Piszę o tym wszystkim żeby zaznaczyć, że spór o to, jaka instytucja/obiekt/szkoła/rondo/basen nosić będzie imię Lecha Kaczyńskiego, nie ma nic wspólnego z jego osobą. Zaskakuje mnie, że sięga się w tej sprawie po merytoryczne argumenty. Fakt, że ktokolwiek myśli o nazwaniu czegokolwiek jego imieniem jest hybrydyczny i absurdalny. W przeciwieństwie do Jana Pawła II, którego imieniem metkowano główne arterie w najmniejszych miastach w Polsce jeszcze przed jego śmiercią, Lech Kaczyński zasłużył się w oczach większości jedynie tym, że zginął tragicznie.
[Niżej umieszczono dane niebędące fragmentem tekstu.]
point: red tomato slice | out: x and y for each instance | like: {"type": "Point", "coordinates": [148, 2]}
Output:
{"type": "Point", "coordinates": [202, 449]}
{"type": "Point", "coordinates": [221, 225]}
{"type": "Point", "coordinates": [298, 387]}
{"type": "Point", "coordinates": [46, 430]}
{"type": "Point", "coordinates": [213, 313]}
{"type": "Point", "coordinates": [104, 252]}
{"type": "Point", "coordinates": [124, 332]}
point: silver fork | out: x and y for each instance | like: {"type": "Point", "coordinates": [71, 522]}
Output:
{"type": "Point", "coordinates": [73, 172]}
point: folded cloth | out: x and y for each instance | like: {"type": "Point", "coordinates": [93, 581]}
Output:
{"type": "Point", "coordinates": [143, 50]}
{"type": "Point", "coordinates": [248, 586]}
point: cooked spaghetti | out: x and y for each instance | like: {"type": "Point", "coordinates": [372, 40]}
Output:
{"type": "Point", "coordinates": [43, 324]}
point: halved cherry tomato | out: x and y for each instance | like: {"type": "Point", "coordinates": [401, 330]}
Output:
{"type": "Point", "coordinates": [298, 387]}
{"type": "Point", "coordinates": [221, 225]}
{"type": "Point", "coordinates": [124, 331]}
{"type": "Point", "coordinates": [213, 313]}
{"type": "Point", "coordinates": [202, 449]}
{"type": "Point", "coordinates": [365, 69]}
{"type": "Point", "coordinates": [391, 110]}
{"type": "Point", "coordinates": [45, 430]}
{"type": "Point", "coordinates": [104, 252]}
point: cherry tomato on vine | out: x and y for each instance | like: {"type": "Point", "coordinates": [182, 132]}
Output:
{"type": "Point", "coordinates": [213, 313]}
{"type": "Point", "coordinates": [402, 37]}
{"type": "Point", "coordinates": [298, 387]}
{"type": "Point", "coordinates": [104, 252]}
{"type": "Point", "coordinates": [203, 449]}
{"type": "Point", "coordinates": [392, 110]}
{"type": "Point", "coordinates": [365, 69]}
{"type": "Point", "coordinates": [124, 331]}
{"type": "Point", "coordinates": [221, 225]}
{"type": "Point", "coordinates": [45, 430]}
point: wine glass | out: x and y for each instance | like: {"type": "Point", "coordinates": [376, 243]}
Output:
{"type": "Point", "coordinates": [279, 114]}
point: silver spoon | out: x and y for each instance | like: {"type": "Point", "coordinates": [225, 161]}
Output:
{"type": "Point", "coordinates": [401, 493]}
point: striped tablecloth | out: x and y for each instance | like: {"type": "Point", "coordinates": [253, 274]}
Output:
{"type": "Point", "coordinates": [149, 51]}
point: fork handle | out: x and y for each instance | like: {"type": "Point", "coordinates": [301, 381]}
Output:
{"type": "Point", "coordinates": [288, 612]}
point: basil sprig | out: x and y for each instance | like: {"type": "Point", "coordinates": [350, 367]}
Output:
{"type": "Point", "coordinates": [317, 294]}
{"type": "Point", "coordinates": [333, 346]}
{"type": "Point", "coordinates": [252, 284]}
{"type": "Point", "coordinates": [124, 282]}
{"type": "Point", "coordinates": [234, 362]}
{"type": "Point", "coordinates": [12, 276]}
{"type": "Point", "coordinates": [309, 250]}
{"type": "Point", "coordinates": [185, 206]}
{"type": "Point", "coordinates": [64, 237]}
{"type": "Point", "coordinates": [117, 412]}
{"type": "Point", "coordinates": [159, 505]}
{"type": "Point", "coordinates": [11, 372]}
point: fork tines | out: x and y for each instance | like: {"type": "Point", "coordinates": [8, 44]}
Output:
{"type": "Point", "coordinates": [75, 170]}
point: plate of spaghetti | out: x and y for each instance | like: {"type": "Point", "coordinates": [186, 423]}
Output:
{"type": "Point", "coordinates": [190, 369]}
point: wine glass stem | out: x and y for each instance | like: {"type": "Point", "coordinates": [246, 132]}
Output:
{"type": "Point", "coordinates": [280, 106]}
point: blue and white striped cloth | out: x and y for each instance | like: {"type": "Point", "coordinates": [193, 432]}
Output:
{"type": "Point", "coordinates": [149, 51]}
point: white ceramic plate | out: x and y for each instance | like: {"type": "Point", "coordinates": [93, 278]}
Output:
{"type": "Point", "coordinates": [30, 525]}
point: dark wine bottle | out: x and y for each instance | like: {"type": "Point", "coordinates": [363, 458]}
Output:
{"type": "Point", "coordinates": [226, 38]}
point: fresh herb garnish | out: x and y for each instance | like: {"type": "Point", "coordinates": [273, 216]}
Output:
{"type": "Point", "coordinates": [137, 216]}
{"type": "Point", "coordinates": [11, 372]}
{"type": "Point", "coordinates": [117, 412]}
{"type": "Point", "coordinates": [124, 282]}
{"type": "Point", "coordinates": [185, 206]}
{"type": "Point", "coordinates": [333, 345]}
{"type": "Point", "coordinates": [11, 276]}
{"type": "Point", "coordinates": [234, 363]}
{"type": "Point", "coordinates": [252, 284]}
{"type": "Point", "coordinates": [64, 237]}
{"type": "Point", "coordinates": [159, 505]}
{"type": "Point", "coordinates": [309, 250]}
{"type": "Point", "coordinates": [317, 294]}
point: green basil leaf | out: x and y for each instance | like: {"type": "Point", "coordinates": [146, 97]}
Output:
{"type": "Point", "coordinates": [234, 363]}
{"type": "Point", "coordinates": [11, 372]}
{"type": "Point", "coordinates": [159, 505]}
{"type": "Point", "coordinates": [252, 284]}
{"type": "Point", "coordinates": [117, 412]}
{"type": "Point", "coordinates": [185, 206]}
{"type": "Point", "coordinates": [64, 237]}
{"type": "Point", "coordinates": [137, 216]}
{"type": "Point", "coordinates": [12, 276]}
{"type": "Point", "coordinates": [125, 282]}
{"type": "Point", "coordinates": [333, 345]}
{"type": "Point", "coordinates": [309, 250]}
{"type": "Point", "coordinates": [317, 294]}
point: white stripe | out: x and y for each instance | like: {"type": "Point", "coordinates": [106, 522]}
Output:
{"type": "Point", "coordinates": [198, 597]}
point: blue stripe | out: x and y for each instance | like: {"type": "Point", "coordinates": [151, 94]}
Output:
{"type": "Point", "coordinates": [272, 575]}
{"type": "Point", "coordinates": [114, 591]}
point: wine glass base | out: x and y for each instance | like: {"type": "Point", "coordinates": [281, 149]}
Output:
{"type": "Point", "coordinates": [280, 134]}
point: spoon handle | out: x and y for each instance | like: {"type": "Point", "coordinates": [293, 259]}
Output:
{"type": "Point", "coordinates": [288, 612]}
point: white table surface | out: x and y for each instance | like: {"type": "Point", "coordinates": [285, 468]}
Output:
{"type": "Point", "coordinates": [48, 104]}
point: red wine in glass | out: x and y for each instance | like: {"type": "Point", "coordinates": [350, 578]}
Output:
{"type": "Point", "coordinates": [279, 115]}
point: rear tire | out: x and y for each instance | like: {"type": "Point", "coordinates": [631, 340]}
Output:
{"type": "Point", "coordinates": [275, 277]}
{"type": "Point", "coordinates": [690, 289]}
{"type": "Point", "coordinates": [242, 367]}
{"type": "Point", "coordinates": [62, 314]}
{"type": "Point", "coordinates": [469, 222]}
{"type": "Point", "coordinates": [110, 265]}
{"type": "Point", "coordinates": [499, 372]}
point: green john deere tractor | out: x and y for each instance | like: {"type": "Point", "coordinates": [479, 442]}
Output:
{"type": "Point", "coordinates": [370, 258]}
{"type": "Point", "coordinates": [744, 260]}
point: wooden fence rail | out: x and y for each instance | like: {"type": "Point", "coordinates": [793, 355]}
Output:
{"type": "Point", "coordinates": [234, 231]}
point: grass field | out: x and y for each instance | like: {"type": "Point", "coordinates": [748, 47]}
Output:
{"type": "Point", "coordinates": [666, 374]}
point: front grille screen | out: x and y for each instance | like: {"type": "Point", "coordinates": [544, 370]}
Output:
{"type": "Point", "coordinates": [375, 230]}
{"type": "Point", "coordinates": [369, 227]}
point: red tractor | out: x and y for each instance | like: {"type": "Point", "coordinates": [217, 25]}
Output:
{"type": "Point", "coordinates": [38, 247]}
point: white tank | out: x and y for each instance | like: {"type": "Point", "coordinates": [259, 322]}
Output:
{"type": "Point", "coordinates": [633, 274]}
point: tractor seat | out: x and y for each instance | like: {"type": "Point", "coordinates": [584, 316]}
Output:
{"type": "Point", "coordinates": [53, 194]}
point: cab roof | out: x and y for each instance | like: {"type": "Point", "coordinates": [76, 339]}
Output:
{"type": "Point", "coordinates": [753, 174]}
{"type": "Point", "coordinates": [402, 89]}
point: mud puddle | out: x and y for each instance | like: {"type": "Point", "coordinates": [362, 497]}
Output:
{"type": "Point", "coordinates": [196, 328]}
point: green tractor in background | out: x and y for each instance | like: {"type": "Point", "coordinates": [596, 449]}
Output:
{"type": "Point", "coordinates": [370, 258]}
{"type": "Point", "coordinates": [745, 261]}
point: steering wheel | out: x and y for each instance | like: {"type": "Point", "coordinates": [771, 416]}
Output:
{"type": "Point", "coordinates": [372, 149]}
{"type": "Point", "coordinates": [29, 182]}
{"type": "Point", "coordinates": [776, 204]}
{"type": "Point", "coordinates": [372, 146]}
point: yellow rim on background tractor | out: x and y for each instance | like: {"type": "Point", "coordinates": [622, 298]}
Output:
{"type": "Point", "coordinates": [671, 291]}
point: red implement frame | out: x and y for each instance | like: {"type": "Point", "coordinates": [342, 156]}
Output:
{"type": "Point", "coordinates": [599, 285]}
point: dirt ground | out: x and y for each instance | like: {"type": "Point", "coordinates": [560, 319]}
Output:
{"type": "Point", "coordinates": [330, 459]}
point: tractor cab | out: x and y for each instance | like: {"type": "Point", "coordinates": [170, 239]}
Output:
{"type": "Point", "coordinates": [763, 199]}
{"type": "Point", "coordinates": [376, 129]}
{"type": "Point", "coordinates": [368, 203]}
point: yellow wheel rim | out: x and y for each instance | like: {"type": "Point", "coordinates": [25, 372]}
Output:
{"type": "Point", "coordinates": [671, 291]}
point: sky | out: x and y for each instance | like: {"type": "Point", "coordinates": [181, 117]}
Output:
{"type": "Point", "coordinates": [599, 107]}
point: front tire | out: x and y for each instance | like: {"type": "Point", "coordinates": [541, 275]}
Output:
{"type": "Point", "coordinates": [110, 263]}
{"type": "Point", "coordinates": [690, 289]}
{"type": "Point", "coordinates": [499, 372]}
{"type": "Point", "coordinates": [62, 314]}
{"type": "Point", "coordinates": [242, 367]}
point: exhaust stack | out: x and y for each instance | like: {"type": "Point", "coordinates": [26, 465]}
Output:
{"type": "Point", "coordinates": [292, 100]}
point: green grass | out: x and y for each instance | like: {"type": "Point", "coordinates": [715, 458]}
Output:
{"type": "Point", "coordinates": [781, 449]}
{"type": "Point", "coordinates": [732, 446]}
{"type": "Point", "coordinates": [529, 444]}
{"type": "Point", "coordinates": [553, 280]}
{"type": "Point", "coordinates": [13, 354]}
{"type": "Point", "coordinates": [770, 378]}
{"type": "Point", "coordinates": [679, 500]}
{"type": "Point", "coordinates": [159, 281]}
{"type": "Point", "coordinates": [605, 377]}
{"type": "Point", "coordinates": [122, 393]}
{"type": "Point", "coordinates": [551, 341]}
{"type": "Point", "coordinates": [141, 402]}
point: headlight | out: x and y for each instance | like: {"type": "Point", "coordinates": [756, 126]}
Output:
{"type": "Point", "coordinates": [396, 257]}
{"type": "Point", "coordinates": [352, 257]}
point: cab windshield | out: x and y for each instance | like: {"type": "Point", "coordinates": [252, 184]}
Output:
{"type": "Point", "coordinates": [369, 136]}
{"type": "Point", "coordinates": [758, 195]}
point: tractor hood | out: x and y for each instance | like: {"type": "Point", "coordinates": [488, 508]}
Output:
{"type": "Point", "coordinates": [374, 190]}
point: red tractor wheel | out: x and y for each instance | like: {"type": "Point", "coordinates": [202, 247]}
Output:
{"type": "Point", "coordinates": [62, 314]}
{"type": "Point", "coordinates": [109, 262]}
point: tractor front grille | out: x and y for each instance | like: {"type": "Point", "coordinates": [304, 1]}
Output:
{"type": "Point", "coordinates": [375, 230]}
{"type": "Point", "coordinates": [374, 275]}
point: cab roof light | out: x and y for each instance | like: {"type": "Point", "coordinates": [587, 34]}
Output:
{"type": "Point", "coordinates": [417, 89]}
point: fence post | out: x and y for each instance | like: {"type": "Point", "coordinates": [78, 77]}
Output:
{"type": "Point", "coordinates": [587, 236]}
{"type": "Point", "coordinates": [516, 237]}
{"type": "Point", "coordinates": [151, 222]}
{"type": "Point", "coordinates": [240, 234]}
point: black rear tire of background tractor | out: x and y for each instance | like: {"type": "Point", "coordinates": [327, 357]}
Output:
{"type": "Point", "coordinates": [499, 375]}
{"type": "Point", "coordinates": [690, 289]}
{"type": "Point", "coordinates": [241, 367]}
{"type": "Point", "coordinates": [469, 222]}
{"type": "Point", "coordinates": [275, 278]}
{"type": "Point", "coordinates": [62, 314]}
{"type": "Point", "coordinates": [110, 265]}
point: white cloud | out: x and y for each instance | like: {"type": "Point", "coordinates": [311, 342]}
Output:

Jeśli ktoś używa argumentu, że dopiero jego śmierć otworzyła mu oczy na jego wcześniejsze zasługi dla kraju, wystawia sobie żałosne świadectwo: oto bowiem ślizga się po powierzchni, jest wyznawcą znaku, który dawno oderwał się od tego, co znaczył! Etykiety, która za chwilę przyklei się do czegoś innego. Etykiety, którą będzie się zrywać siłą, gdy zmieni się moda. Powierzchniowe były wcześniejsze sposoby zniechęcenia społeczeństwa do prezydenta: pokazać jego zewnętrze, niezbyt medialne – jaka to kaczka, jaki to żałosny człowieczek, który za tym swoim honorem i ojczyzną nie umie nawet dobrze latać. No mógłby już sobie dać spokój. I nagle, z dnia na dzień, ojczyzna i honor znów są w cenie! I znów urząd prezydenta obliguje nas do „odpowiednich” zachowań!
A jeśli nawet nie ma zgody co do znaczenia owej „ojczyzny” i referencji „honoru”, to ci sami, którzy protestowali przeciwko polityce opartej o te hasła, dziś protestują w imię wywodzącego się z tego samego, romantycznego paradygmatu „narodu” w sprawie pochówku na narodowej eklerce – Wawelu, miejscu martwego sacrum. Wawel nie jest już miejscem świętym. Jest muzeum, które reanimować próbował już sto lat temu Wyspiański, bezskutecznie. W jego zamkniętych, nietykalnych kryptach kryją się rzeczy, w świętość których kiedyś wierzono. Wierzono. Dziś zasłużonych – ale już nie świętych – wielkich Polaków powinno się chować na Powązkach. Żeby ich można było odwiedzić. Jak przyjaciela.
Protestuję przeciwko nadaniu czemukolwiek imienia Lecha Kaczyńskiego. Pomimo, że byłam jedną z tych rzekomo nielicznych, którzy na niego głosowali. Dlatego, że byłam.